Once the data is loaded, perform any necessary manipulations to prepare it for storage. Convert the data to an scmdata.ScmRun
object if it isn't already in this format.
data = testing.get_single_ts()
data.timeseries()
time | 0001-01-01 00:00:00 | 0002-01-01 00:00:00 | 0003-01-01 00:00:00 | ||||
---|---|---|---|---|---|---|---|
model | region | scenario | unit | variable | |||
mod | World | scen | GtC / yr | Emissions|CO2 | 1.0 | 2.0 | 3.0 |
Local book creation¶
Initialize a local book instance using the prepared metadata:
# create and return a unique temporary directory
local_bookshelf = tempfile.mkdtemp()
book = LocalBook.create_from_metadata(metadata, local_bookshelf=local_bookshelf)
Resource creation¶
Add a new Resource
to the Book utilizing the scmdata.ScmRun
object. This process involves copying the timeseries data into a local file, then calculating the hash of the file's contents to ensure data integrity. Additionally, the timeseries data is transformed into a long format, followed by a hash calculation of this transformed data. Utilizing these hashes allows for a straightforward verification process to determine if the files have undergone any modifications.
book.add_timeseries("example_resource_name", data)
Display the Book
's metadata, which encompasses all metadata about the Book and its associated Resources
:
book.metadata()
{'name': 'example_volume', 'version': 'v0.1.0', 'private': False, 'edition': 1, 'resources': [{'name': 'example_resource_name_wide', 'timeseries_name': 'example_resource_name', 'shape': 'wide', 'format': 'csv.gz', 'filename': 'example_volume_v0.1.0_e001_example_resource_name_wide.csv.gz', 'hash': '5062b49bf8e836e95debab847eb58cbeed4ad9edf22dd6cd1cb916b3d71f4167', 'content_hash': '7a80f4271ddae808da0d517deaeaab6cf0a484bb0002d38ff2c09d226e4e221a', 'profile': 'data-resource'}, {'name': 'example_resource_name_long', 'timeseries_name': 'example_resource_name', 'shape': 'long', 'format': 'csv.gz', 'filename': 'example_volume_v0.1.0_e001_example_resource_name_long.csv.gz', 'hash': '7888571e9e5d8c856a56dd36bee7c37e78117f5faccf7d0cd6c70374c2235827', 'content_hash': 'a08fa87c0f8d908b7f685c2bcc725b7736fc290cae94833b391157605508342c', 'profile': 'data-resource'}], 'profile': 'data-package'}
The metadata outlined above is available for clients to download and use for fetching the Book
'sResources
. Upon deployment, the Book becomes immutable, meaning any modifications to its metadata or data necessitate the release of a new Book version.
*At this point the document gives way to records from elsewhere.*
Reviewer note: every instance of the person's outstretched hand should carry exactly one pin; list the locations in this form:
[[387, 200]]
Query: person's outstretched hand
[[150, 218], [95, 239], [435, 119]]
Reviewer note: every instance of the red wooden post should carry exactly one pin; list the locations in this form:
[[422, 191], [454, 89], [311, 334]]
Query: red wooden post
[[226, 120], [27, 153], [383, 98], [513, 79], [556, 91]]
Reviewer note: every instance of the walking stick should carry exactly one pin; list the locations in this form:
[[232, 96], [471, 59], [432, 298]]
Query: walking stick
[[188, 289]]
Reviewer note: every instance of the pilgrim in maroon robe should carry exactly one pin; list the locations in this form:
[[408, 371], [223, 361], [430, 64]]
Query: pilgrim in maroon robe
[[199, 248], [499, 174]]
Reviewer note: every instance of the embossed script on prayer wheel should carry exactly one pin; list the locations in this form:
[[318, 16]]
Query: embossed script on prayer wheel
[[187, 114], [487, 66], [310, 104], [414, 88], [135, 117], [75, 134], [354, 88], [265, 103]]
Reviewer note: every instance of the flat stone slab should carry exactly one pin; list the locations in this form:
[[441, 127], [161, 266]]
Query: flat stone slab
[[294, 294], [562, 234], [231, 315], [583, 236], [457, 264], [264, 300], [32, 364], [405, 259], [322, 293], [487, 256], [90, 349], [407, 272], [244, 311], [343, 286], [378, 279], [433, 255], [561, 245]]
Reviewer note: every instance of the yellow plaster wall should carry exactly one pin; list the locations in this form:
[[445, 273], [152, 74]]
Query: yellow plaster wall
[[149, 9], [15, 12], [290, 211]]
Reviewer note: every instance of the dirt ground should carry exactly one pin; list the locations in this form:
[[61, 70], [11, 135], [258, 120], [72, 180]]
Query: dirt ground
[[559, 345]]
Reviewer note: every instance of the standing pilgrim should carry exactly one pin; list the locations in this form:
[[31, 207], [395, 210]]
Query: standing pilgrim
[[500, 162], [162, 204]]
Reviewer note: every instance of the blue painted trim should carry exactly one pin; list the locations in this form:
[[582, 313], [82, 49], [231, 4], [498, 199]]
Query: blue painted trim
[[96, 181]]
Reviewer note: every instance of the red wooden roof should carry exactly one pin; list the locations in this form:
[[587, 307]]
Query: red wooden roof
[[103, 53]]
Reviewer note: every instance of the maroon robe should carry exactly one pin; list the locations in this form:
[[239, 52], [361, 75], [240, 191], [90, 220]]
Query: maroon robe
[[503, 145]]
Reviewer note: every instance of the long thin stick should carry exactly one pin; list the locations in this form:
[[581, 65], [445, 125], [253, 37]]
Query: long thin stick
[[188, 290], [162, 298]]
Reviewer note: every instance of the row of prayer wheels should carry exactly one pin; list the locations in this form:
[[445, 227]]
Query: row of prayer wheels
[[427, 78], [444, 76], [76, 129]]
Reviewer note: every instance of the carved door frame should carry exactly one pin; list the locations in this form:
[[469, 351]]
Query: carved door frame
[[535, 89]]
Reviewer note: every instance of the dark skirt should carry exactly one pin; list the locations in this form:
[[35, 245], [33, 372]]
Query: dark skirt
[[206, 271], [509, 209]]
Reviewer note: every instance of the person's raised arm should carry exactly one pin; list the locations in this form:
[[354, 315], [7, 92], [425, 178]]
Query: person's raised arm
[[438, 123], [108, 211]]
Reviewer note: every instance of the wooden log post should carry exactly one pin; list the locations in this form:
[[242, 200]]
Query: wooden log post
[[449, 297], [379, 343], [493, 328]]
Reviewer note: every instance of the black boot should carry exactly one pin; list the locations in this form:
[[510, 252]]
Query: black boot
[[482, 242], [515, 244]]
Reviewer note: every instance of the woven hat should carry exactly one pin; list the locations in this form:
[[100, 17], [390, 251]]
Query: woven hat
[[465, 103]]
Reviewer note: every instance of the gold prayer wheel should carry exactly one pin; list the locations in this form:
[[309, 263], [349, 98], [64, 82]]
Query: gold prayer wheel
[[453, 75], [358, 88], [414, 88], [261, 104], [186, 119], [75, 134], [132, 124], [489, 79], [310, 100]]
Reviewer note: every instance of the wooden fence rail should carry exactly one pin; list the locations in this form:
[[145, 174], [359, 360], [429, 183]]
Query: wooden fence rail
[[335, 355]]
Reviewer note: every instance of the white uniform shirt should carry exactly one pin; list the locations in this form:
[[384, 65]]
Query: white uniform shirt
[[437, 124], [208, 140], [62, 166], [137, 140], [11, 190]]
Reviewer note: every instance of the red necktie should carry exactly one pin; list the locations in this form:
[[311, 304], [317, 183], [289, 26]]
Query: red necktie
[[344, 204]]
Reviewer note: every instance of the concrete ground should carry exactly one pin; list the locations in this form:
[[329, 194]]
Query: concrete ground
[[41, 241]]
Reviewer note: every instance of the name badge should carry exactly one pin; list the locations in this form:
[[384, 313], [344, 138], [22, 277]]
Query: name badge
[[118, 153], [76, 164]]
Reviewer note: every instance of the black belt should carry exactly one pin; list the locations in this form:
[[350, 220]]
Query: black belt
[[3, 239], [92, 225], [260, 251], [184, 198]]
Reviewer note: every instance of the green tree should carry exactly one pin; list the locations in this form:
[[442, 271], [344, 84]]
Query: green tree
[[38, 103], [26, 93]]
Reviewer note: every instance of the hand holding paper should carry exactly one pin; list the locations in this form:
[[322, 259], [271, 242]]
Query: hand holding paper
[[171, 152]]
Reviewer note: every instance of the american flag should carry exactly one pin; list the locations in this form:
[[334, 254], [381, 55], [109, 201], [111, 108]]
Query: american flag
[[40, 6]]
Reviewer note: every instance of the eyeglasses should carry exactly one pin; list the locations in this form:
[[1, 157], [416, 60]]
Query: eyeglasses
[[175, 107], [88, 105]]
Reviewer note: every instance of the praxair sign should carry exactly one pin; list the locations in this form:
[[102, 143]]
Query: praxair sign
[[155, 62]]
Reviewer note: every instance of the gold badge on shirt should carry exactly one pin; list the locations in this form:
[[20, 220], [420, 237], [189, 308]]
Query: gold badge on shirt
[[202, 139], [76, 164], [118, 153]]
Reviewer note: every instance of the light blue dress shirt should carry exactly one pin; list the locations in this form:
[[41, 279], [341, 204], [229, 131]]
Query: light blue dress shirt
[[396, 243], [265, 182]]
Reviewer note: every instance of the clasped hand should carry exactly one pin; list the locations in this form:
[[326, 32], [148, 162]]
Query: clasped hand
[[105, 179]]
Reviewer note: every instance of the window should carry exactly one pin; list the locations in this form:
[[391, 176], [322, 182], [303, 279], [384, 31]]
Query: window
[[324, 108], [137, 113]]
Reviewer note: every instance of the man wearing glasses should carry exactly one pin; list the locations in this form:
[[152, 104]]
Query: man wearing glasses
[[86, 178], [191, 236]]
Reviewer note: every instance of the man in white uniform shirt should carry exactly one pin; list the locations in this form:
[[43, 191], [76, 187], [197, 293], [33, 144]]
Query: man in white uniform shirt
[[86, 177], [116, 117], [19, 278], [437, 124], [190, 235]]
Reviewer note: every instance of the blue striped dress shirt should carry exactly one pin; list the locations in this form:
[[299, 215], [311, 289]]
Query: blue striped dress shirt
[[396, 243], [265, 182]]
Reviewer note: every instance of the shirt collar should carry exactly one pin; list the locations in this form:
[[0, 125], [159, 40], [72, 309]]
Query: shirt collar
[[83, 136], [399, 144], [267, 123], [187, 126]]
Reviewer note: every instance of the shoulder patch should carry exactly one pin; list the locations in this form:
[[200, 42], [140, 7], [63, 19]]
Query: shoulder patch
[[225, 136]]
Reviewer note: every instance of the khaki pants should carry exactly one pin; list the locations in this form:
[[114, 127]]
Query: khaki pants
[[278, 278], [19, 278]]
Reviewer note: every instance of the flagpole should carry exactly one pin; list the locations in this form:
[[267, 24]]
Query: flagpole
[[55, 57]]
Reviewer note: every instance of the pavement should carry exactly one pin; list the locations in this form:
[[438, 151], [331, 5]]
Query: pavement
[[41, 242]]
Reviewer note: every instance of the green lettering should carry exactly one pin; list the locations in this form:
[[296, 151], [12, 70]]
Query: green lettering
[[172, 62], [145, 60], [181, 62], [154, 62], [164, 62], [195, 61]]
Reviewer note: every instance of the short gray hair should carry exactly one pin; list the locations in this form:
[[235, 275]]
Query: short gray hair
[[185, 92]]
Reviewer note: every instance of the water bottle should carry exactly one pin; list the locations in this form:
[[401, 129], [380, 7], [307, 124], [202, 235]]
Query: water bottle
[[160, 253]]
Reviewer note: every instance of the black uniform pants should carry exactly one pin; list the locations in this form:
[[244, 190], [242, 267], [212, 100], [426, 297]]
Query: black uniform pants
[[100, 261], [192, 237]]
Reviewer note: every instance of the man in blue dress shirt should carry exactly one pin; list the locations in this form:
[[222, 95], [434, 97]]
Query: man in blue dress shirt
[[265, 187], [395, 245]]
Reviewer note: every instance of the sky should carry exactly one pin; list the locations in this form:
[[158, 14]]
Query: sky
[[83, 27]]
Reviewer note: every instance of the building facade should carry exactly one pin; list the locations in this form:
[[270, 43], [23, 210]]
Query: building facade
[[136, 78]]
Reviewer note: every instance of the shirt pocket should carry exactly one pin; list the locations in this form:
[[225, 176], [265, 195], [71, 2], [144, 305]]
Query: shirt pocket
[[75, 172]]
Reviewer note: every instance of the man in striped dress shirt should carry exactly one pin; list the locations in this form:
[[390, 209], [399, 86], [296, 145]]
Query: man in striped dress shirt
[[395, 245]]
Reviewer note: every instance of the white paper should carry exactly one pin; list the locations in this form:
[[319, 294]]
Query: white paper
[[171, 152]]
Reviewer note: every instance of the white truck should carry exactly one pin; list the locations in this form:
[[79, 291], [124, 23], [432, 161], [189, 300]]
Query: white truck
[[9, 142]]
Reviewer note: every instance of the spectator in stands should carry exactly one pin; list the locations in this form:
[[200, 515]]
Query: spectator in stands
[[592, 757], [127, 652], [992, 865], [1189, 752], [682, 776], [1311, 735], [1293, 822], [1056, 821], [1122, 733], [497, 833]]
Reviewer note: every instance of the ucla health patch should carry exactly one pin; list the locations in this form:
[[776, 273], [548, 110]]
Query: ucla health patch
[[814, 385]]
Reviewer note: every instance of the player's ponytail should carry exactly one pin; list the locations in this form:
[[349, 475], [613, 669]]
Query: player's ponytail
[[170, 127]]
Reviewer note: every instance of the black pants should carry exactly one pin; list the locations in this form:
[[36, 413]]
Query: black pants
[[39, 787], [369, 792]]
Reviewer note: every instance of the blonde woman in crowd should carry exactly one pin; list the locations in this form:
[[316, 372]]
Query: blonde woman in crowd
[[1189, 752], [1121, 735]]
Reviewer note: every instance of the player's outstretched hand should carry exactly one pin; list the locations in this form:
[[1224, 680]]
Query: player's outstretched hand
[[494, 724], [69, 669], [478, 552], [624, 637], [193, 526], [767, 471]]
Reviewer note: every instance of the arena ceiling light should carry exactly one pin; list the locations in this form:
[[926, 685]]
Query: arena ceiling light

It is important to note that the steps provided herein pertain to the process of constructing a volume locally. This process does not cover the publication of the volume.
Generation¶
The volumes for a book can be generated using:
make run
This will run the src/{volume_name}.py
script for each version in the configuration file and output data to the dist/
directory. The output folder contains the generated data, metadata, and the processed notebooks.
The CI will automatically run this command during a Merge Request to verify that that processing scripts are valid.